A recent seminar has attempted to better understand the landscape approach and how it can be made to work for the benefit of people and the planet.
A post on the blog of the Landscapes for People, Food and Nature initiative summarizes the Unraveling the landscape approach – are we on the right track? seminar held in Wageningen, the Netherlands on 17 September 2014.
Much of the discussion focused on the definition of a landscape and how it is perceived differently by different stakeholders, often depending on whether their motives are economic, cultural, social or ecological.
“The urgency of managing landscapes sustainably and equitably is growing, and this urgency is increasingly felt by policy makers, companies, and civil society,” says the article.

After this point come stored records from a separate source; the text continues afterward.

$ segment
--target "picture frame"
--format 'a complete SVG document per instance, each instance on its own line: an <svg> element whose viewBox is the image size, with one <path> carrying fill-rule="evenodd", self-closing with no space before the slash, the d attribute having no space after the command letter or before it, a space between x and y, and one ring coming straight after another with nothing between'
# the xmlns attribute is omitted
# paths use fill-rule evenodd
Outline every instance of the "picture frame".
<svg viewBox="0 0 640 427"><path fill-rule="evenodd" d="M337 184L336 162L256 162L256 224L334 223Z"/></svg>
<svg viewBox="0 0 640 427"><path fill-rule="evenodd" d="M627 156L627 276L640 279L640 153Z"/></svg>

Meine van Noordwijk, Chief Science Advisor with the World Agroforestry Centre, spoke about how forests and farms occur as mosaics, so we must acknowledge this in our policies and practices.
Participants at the seminar agreed on the need to break out of narrow sectoral approaches; consider the multiple functions of landscapes; engage local land users in identifying problems, making decisions, following up and monitoring; and that scale must be considered - from households to the national and even global level - each in its own merit.
The absence of a clear understanding on how to measure success in landscape approaches was acknowledged by participations. It was suggested that lessons could be learnt from looking back to a wealth of past landscape-level projects that provide a rich source for evaluating what went right, what went wrong and what should be done better.
“We should not shy away from radical action,” says the article, calling for the principles that underlie the landscape approach to be operationalized and efforts to be scaled up.